Blood of the Demon

“Fuck,” he growled. “And I suppose you have to be in there with it?”

 

 

Yes. Out there would have been preferable, but that wasn’t really an option. I quickly shoved a pile of books off the table, cringing as they landed in ugly heaps with the sound of tearing paper. I grabbed a pen off the floor and inscribed a quick and crude circle into the surface of the wooden table, still holding the umbrella over me. Tessa would be livid at the damage to her table, but I didn’t give a shit at this point. I’d refinish the damn thing later. I stepped back and began to slowly pull power again, but this time into the circle. I was going to try a dismissal, but since I didn’t have the faintest clue as to what this creature was and didn’t know its name, the standard dismissal that I used for demons wasn’t going to work. Instead, I was going to open a generic portal and try to keep it small enough so the arcane creature would get sucked through and returned to wherever it came from, but nothing else would.

 

There were only two things that could screw this up. First, if the thing was actually a resident of this sphere, I’d be spending arcane energy to make a portal for no reason at all. Second, if the thing had been summoned by another and was somehow bound to this sphere, I would need to do a far more specific dismissal.

 

I kept my attention divided as carefully as I could while I created my mini-portal, fighting to keep the power under control as it began to form and also paying attention to the shelf where I’d last seen the creature go. I’d never tried to create a portal of a specific size before, so I was going strictly on barely remembered theory. It also didn’t help that it was hard as shit to draw power when it was daytime during a waning moon. But I didn’t need a lot for what I was hoping to make.

 

Pain suddenly seared the middle of my back, and my control of the forming portal faltered badly as fatigue slammed into me. I fell to my knees and scrabbled at my back as I mentally grabbed for the portal. My fingers closed on something that wiggled and clawed alarmingly, sending a deep shock through me. A third way for this to fail: There’s more than one creature!

 

I’d maintained my hold on the portal though, which had widened to a bright slit in the universe a few inches wide. I chucked the squiggling thing in my hand at the portal, grimly pleased when it was drawn in with a sharp pop, like a roach into a vacuum. I could hear Ryan shouting something to Jill, but I couldn’t spare the focus to make it out. The pain had spiraled up, and the strange fatigue had increased to the point where it was taking everything I had just to maintain the portal. I heard a high-pitched whine from the shelf that I’d been watching, and then the other one shot out from behind the book.
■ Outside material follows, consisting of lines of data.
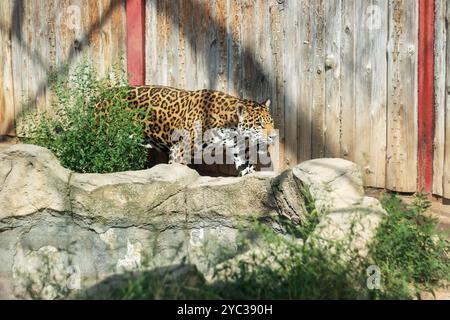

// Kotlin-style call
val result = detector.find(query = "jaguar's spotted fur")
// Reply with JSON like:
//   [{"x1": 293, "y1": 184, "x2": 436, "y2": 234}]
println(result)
[{"x1": 96, "y1": 86, "x2": 274, "y2": 174}]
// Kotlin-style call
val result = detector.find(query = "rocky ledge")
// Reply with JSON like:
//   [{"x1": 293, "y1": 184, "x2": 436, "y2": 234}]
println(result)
[{"x1": 0, "y1": 144, "x2": 385, "y2": 298}]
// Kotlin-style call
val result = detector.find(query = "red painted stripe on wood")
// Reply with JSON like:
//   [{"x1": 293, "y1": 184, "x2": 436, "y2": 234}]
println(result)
[
  {"x1": 417, "y1": 0, "x2": 434, "y2": 193},
  {"x1": 126, "y1": 0, "x2": 145, "y2": 85}
]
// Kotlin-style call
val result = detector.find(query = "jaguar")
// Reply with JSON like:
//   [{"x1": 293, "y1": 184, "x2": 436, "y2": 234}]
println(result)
[{"x1": 96, "y1": 85, "x2": 276, "y2": 175}]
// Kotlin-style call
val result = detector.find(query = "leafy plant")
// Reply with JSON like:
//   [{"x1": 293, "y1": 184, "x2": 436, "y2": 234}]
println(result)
[
  {"x1": 371, "y1": 194, "x2": 450, "y2": 298},
  {"x1": 19, "y1": 60, "x2": 147, "y2": 173}
]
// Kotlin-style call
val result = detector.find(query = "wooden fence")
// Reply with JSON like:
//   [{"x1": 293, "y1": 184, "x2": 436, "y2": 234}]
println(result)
[
  {"x1": 0, "y1": 0, "x2": 450, "y2": 198},
  {"x1": 433, "y1": 0, "x2": 450, "y2": 199},
  {"x1": 145, "y1": 0, "x2": 418, "y2": 191},
  {"x1": 0, "y1": 0, "x2": 126, "y2": 135}
]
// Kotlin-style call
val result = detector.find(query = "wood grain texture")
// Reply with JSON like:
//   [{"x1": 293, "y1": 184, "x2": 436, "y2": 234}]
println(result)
[
  {"x1": 339, "y1": 0, "x2": 359, "y2": 160},
  {"x1": 0, "y1": 0, "x2": 126, "y2": 135},
  {"x1": 433, "y1": 0, "x2": 450, "y2": 196},
  {"x1": 386, "y1": 0, "x2": 418, "y2": 192},
  {"x1": 354, "y1": 0, "x2": 389, "y2": 186},
  {"x1": 443, "y1": 0, "x2": 450, "y2": 199},
  {"x1": 0, "y1": 1, "x2": 15, "y2": 135}
]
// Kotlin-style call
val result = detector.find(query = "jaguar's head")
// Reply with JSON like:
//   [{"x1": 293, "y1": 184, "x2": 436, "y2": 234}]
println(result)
[{"x1": 236, "y1": 100, "x2": 277, "y2": 144}]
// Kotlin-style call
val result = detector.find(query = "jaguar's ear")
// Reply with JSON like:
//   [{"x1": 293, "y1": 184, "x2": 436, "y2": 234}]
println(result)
[{"x1": 236, "y1": 103, "x2": 247, "y2": 120}]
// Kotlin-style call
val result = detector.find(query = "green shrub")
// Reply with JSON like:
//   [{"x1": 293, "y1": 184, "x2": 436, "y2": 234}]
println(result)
[
  {"x1": 371, "y1": 194, "x2": 450, "y2": 298},
  {"x1": 19, "y1": 57, "x2": 147, "y2": 173}
]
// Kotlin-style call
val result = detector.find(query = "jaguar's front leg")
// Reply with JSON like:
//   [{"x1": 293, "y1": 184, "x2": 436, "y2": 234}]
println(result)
[
  {"x1": 169, "y1": 144, "x2": 189, "y2": 165},
  {"x1": 234, "y1": 149, "x2": 255, "y2": 177}
]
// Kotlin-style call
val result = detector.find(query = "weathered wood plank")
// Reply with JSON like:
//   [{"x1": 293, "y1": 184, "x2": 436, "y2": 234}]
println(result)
[
  {"x1": 354, "y1": 0, "x2": 388, "y2": 187},
  {"x1": 340, "y1": 0, "x2": 360, "y2": 160},
  {"x1": 269, "y1": 0, "x2": 285, "y2": 172},
  {"x1": 443, "y1": 0, "x2": 450, "y2": 199},
  {"x1": 324, "y1": 0, "x2": 342, "y2": 158},
  {"x1": 386, "y1": 0, "x2": 418, "y2": 192},
  {"x1": 283, "y1": 1, "x2": 301, "y2": 166},
  {"x1": 297, "y1": 0, "x2": 315, "y2": 162},
  {"x1": 0, "y1": 1, "x2": 15, "y2": 136},
  {"x1": 145, "y1": 1, "x2": 158, "y2": 84},
  {"x1": 433, "y1": 0, "x2": 447, "y2": 196},
  {"x1": 310, "y1": 0, "x2": 325, "y2": 158},
  {"x1": 227, "y1": 0, "x2": 244, "y2": 97}
]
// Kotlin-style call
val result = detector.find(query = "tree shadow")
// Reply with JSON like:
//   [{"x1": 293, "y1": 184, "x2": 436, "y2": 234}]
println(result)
[{"x1": 0, "y1": 0, "x2": 125, "y2": 136}]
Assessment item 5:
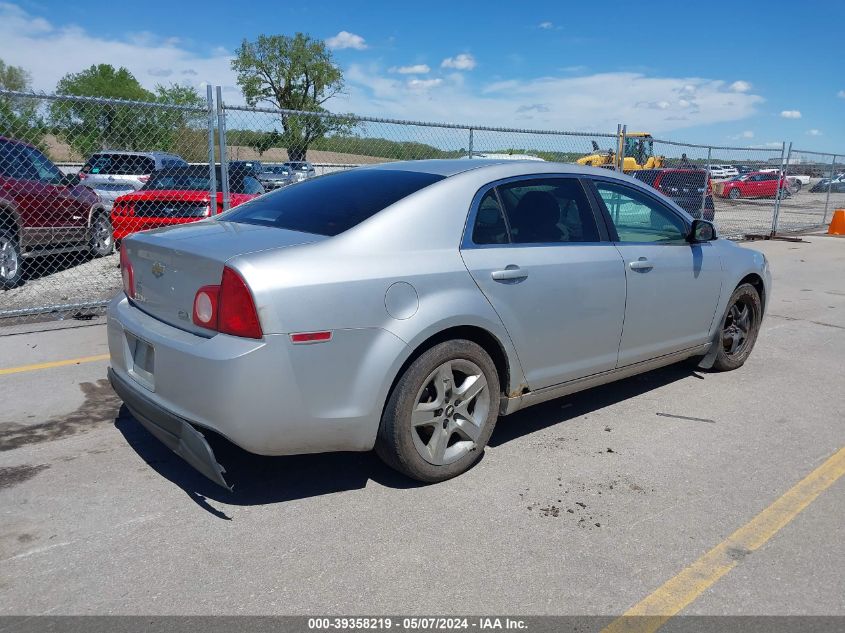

It grabbed on to the heavy chandelier, wrapping claws around a dangling crystal and resisting the pull of the portal as it bared its teeth at me. I knew that all I had to do was swat at it and it would fall into the vortex, but the pain in my back had increased to breath-stealing proportions, and even the thought of standing made my eyes water with the agony.

 

“Come here, ya little fucker!” I heard Jill cry out. I watched through pain-slitted eyes as she bounded into the room with a garbage bag in one hand and a pair of tongs in the other. Her lips pulled back from her teeth in a fierce grin as she snapped the creature up into her tongs and yanked it off the chandelier, crystal and all, then stuffed everything into the bag.

 

“What now?” she shouted over the strange whine of the vortex.

 

“Into the portal,” Ryan and I shouted at the same time. Or, rather, Ryan shouted and I wheezed. Jill wound up and winged it right at the slit in a beautiful underhand throw that would have made any fast-pitch softball player proud. I had a split second of panic that it would be too large to go in with the garbage bag and tongs—then it shifted and disappeared.

 

“Kara, close the portal down!”

 

I shuddered, then yanked the power free of the circle, sending it down to ground into the earth. The sudden quiet seemed deafening, broken only by our collective harsh breathing.

 

I tried to stand up and whimpered. Ryan snapped his head to look at me. “Ah, shit.”

 

The pain in my back was well on its way to excruciating now. He grabbed me and pushed me to lie facedown on the floor, ignoring my breathless scream at the motion.

 

“Jill, get hot water, a knife, and matches or a lighter,” Ryan commanded. “Also, any salt you can find.”

 

Jill dashed to the kitchen again. I couldn’t help but think that she was enjoying this introduction to the arcane far too much.

 

“Just stay still,” Ryan said, voice unnervingly calm as he pulled my shirt up. He didn’t have to tell me that, though. Moving hurt too much, and the pain was spreading.

 

“How bad is it?” I managed to get out between clenched teeth.